五十日(ごとおび)はドル高株安?


「今日は五十日(ごとおび)だから道路が渋滞してるわ~」とか、「銀行でお金を下ろそうとしたら五十日だからATMが大混雑でさ~」という話を聞いたことがある人もいるだろう。五十日は毎月の5日、10日、15日、20日、25日と、30日もしくは末日のことで、事業会社が取引決済日にすることが多いことから道路や銀行が混雑するといわれている。

投資の世界では海外と取引している企業が決済のためにドルを買うことが多いとされ、五十日には円安・ドル高になりやすいというアノマリー(理論的には説明のつかない現象)があるとされる。それなら為替に影響を受ける株価にも何かしら五十日アノマリーがあってもおかしくない。そこで2009年から2014年5月29日までの日経平均株価と米ドル対円相場の変動率について、五十日とそれ以外の日で調べてみた。なお、毎月の取引所最終営業日が5の倍数でない場合は五十日に含めていない。

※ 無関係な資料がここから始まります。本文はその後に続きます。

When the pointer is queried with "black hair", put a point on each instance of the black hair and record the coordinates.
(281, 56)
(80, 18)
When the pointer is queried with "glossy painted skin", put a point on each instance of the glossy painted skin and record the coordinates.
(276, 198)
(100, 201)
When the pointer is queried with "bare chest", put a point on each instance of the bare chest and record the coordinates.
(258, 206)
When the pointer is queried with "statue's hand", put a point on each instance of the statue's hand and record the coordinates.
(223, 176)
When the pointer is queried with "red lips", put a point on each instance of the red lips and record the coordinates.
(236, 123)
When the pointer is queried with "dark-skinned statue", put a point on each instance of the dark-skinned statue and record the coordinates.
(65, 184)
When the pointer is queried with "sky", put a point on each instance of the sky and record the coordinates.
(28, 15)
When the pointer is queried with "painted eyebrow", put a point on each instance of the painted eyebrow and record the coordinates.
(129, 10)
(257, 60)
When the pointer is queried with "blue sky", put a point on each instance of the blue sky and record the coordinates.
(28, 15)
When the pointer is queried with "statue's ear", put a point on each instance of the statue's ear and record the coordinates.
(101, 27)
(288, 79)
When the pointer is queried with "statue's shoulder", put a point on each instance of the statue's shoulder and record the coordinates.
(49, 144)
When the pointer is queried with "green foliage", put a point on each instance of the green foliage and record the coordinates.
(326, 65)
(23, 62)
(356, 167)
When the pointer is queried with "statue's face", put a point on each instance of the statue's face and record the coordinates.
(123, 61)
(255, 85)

検証の結果、日経平均株価は五十日の平均が-2.1%(年率)、それ以外の日の平均が14.2%(年率)で、米ドル対円相場は五十日の平均が3.9%(年率)、それ以外の日の平均が0.7%(年率)であった。この期間において米ドル対円相場は五十日アノマリーのとおりとなったが、日経平均株価は五十日に安いというちょっと意外な結果となった。

また、五十日に値動きは激しくなるのか?ということも気になるので標準偏差も調べてみた。標準偏差が大きいほど価格変動が大きいということになる。日経平均株価の標準偏差は五十日が24.4%(年率)、それ以外の日の平均が21.6%(年率)で、米ドル対円相場の標準偏差は五十日が10.3%(年率)、それ以外の日の平均が9.9%(年率)であった。日経平均株価、米ドル対円相場も五十日はやや変動が大きくなるという結果となった。

まとめると、五十日には値動きを伴って米ドル対円相場は上昇する傾向があるが、日経平均株価は下落する傾向がある、といえるかもしれない。為替相場に投資している方なら五十日の前に外貨を買って五十日に外貨を売る、株式投資をしている方なら逆に五十日に買って、五十日前に売るというトレーディングが有効かもしれない。五十日ごとにトレードするので、なかなか利食い・損切りができない投資家向きの戦術といえるだろう。

(eワラント証券 投資情報室長 小野田 慎)

※筆者は「Gadgetwear」のコラムニストです。本稿は筆者の個人的な見解であり、eワラント証券の見解ではありません。本稿の内容は将来の投資成果を保証するものではありません。投資判断は自己責任でお願いします。